Com a entrada enviesada do bolsonarismo no debate sobre regulamentação de aplicativos de delivery, a proposta do ministro Guilherme Boulos (Secretaria-Geral) de melhorar os ganhos dos entregadores perdeu força.
O lobby das plataformas aproveitou o ambiente hostil cultivado nas redes sociais e passou a pressionar o presidente da Câmara, Hugo Motta (Republicanos), a desistir de aumentar a taxa mínima dos entregadores.
No Palácio do Planalto, já se discute simplificar a medida, restringindo-a a pontos de consenso com transparência do algoritmo para não penalizar trabalhadores que recusem entregas.
Boulos defende aumentar a taxa mínima de R$ 7,50 para R$ 10 por entrega e subir o valor do quilômetro adicional percorrido.
Bolsonaristas nas redes sociais associaram diretamente eventuais ganhos do trabalhador a maior custo do consumidor, como se quem fosse pedir comida tivesse que pagar a mais pelo serviço.
O deputado Nikolas Ferreira (PL), por exemplo, compartilhou uma mensagem que dizia que "o preço do iFood no Brasil aumentará significativamente". E ironizou: "Parabéns aos envolvidos".
No entendimento do ministério de Boulos, contudo, a margem de lucro de plataformas como iFood permite a absorção desse custo sem repassar ao consumidor. Elas ganham até 30% do valor do pedido, num modelo de negocio bem-sucedido.
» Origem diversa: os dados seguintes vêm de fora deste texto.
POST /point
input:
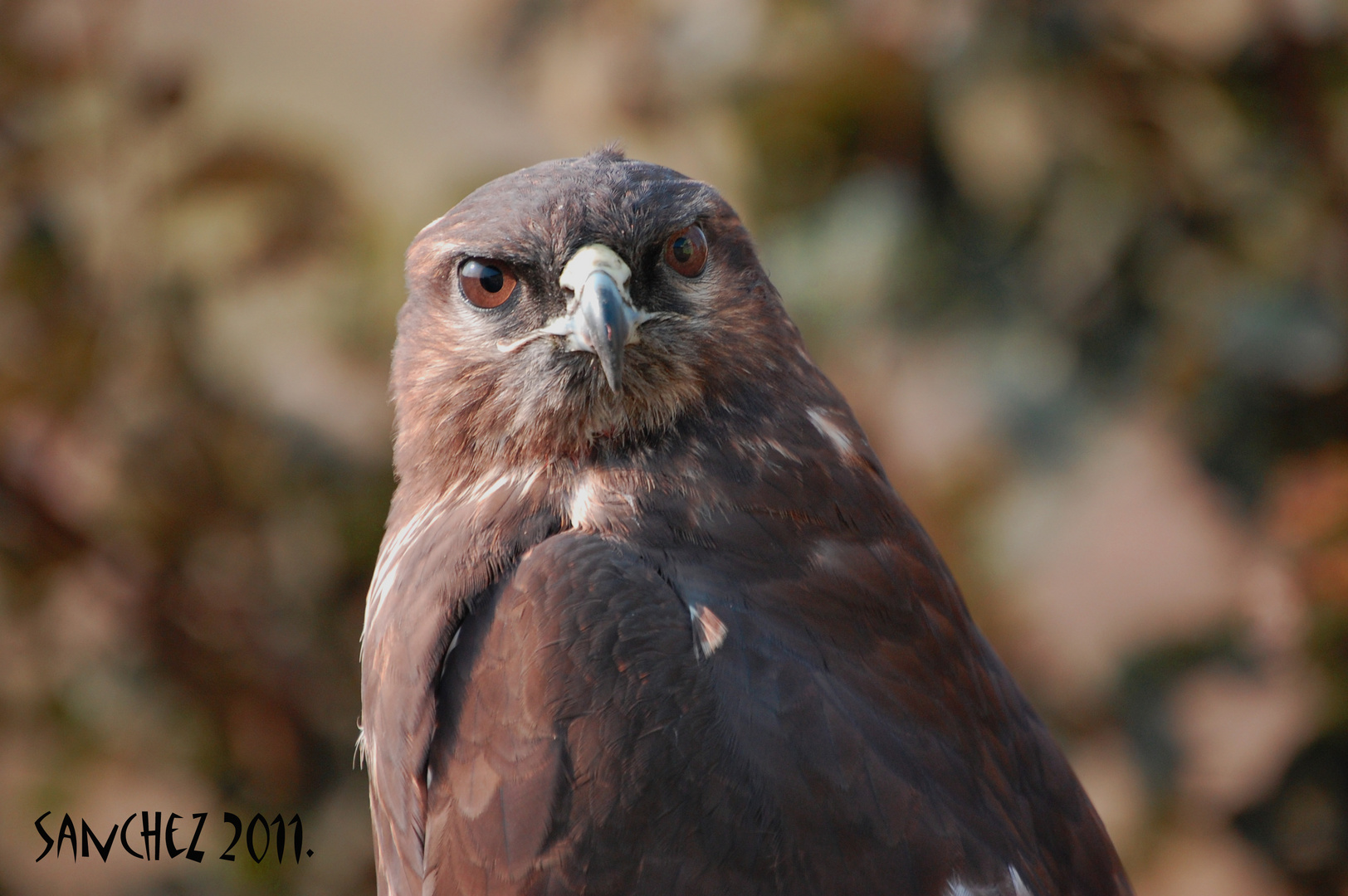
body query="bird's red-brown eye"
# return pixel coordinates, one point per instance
(486, 283)
(686, 251)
Diante da resistência dos APPs, o relator da matéria na Câmara, deputado federal Augusto Coutinho (Republicanos), solicitou que as plataformas fizessem uma contraproposta. Ele havia sugerido um aumento menor da taxa mínima para R$ 8,50.
As plataformas, contudo, ignoraram o pedido do relator e agora apelam diretamente a Motta.
Se o lobby dos aplicativos se organizou na Câmara, a influência dos entregadores ainda não foi sentida. Uma manifestação chamada "breque dos apps", em abril de 2025, mobilizou q categoria em mais de cem cidades por aumento no valor recebido por entrega.
Apesar do consenso em torno da pauta, os representantes dos entregadores não conseguiram até agora somar esforços a Boulos nem na Câmara nem nas redes sociais, e o bolsonarismo prevaleceu no debate digital.
No calendário estabelecido por Motta, o relator apresentará o texto até o final de março, e a matéria vai a voto em abril.
Se conseguirem simplesmente adiar o debate, as empresas já terão vencido a batalha da vez.